Elles se connaissaient et faisaient l'inventaire – non dépourvu d'une certaine rivalité - de tout ce qu'elles allaient vendre sur le marché de la place de la cathédrale à Tulle. L'une ouvrait un cabas où des lapins remuaient leur nez dans le foin, l'autre rabrouait vertement un canard tentant de s'échapper, une troisième renouait précipitamment les liens autour des pattes d'un poulet qui ne demandait qu'à sortir de son carton pour prendre l'air.
Dans des caissettes s'entassaient les légumes frais : poireaux, carottes, salades qu'elles avaient juste ramassé le matin très tôt dans les jardins ou les champs. Et des fraises, des framboises, des cassis...
Puis venait le moment où dans un soudain silence religieux, les paysannes, vêtues proprement pour l'occasion d'un tablier noir pour les plus âgées et fleuri pour les autres, soulevaient avec précaution le torchon blanc abritant leurs merveilles. Fièrement, elles exposaient aux yeux de tous des montagnes de tourtous (galette de sarrasin) des beignets largement saupoudrés de sucre, des mottes de beurre au dessus joliment décoré de fleurs grâce aux dessins des moules en bois, des douzaines d'œufs...Et des caillades ! Ah les caillades ! Ces fromages de vache, ronds et crémeux, au parfum puissant que les bourgeoises de la ville se disputaient. Certaines paysannes en fabriquaient des tartes appétissantes. Et les plus généreuses sortaient un couteau de leur poche pour en couper une part offerte aux copines. Les caillades avaient, en quelque sorte, donné leur nom au petit train que l'on appelait familièrement le transcailladou. Mais le summum, c'était lors de poussées de cèpes. Les chanceuses avaient disposé avec amour les têtes brunes dans des paniers d'osier, sur un lit de fougères et lorgnaient d'un œil satisfait les envieuses. L'odeur suave de sous bois des champignons dominait toutes les autres.
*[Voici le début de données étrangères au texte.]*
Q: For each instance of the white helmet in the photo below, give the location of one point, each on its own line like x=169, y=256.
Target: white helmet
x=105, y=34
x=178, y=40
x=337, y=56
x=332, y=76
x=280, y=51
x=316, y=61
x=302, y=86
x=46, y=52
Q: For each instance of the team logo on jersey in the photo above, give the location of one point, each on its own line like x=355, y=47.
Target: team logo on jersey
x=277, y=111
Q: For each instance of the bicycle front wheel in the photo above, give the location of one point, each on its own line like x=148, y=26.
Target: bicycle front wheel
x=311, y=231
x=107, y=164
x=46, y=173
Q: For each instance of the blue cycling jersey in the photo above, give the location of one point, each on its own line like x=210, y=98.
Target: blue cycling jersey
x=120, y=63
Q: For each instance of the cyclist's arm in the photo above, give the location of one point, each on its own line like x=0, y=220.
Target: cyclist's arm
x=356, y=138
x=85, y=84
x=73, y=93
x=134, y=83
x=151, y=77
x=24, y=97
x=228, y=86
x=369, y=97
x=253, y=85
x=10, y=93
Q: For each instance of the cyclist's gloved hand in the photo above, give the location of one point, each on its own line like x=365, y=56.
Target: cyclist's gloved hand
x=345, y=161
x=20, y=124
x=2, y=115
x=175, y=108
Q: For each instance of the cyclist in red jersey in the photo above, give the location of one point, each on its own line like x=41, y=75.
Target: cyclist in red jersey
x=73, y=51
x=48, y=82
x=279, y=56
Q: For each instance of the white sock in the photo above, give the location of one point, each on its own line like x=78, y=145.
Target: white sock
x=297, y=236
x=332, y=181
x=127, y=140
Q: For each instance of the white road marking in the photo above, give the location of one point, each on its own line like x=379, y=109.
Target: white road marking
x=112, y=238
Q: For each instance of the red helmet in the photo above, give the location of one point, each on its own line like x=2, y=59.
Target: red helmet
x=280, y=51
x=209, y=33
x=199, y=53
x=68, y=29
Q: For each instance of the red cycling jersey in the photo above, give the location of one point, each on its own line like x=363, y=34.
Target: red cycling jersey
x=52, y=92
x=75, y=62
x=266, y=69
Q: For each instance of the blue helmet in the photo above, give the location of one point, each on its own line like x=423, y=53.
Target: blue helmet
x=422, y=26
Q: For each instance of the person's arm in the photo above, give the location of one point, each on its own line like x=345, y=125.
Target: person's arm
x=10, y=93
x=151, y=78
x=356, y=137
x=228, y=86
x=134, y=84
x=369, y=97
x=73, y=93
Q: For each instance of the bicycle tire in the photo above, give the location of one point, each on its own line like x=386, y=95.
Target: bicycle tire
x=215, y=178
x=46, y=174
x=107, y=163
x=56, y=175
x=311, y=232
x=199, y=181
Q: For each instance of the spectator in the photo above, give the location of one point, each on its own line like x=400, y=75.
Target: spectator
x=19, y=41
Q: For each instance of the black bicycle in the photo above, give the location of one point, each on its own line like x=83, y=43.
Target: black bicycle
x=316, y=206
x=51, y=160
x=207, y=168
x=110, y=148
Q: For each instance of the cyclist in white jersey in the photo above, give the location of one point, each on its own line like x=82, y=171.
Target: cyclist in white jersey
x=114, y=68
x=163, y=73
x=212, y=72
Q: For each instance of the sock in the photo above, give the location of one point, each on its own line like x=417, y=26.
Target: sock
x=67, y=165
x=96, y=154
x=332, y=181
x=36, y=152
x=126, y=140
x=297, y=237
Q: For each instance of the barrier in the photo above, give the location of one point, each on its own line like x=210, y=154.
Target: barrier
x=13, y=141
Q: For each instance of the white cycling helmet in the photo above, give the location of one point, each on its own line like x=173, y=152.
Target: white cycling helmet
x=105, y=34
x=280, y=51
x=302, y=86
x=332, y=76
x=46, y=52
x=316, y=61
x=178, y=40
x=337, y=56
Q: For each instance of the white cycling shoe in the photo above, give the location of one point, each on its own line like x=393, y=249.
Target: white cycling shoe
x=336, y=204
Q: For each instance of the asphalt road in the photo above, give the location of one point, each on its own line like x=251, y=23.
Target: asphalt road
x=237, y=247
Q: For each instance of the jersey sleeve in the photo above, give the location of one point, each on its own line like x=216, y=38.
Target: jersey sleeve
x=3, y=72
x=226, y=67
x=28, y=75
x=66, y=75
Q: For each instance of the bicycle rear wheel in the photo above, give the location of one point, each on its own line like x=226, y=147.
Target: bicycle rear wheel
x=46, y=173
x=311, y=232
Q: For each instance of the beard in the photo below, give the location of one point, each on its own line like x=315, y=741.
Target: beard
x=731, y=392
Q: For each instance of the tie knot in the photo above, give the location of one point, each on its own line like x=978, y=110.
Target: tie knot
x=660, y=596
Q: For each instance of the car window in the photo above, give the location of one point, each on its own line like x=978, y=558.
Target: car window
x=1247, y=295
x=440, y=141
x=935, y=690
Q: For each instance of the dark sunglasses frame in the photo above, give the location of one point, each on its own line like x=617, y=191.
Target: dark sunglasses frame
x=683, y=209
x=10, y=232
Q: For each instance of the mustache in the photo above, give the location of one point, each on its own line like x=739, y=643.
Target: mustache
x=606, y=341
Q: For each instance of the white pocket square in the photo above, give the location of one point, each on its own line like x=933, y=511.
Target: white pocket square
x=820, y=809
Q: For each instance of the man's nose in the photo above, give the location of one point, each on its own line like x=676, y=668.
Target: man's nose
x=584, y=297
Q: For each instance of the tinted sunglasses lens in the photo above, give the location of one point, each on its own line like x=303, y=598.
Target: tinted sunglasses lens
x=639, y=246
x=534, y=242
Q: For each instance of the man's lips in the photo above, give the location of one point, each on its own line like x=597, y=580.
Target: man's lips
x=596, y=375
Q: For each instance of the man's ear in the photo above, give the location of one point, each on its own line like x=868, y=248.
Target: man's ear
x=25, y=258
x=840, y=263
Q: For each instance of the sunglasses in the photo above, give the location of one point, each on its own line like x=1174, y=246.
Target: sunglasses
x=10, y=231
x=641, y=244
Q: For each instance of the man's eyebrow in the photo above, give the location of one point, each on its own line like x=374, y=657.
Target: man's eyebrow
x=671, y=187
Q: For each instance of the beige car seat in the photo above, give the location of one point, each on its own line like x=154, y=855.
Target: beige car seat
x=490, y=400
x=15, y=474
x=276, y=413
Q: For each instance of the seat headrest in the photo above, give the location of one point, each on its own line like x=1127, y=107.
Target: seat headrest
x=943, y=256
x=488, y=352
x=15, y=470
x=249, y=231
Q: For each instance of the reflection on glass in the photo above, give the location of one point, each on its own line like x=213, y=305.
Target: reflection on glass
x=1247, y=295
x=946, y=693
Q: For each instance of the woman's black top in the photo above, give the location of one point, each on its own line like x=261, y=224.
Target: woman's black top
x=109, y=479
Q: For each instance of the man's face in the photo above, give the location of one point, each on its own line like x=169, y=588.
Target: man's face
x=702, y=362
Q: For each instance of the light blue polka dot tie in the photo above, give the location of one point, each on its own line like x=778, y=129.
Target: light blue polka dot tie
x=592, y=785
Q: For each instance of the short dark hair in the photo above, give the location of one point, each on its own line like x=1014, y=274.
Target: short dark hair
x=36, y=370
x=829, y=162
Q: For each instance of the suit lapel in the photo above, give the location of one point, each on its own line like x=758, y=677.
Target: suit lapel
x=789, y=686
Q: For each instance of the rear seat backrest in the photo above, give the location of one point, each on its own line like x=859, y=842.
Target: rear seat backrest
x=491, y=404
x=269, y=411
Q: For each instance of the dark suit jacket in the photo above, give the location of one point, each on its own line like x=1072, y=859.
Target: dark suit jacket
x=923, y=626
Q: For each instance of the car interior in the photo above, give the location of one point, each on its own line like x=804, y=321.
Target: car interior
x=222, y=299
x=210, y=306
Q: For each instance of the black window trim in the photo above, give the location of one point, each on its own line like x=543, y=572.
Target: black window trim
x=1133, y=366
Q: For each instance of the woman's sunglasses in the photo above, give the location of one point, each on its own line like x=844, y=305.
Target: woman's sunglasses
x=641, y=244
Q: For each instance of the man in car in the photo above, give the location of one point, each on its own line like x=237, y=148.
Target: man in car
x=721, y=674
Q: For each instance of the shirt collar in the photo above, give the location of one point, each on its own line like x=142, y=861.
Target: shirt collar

Puis, bien vite reprenaient les conversations animées. On riait, on blaguait, on caquetait mieux que la volaille et le vacarme couvrait jusqu'aux sifflements stridents de la locomotive. A chaque petite gare desservie prenaient place d'autres commères et le manège recommençait. On se parlait en occitan et comme je le comprenais et le parlais aussi, je pouvais suivre les conversations sans que l'on s'en doute. Et je m'amusais follement de tous ces échanges pendant la trentaine de kilomètres parcourus. Je savourais les couleurs, les odeurs, les rires. Que tout cela était vivant et sain !
Vaillant petit transcailladou, tu as dû manquer beaucoup aux villageoises qui n'avaient que toi bien souvent pour les sortir de leurs hameaux et leur faire goûter l'air de la ville. Il ne subsiste plus rien de toi ici et je foule ton ancien ballast en regrettant la truculence et le naturel des gens de la terre il y a une cinquantaine d'années.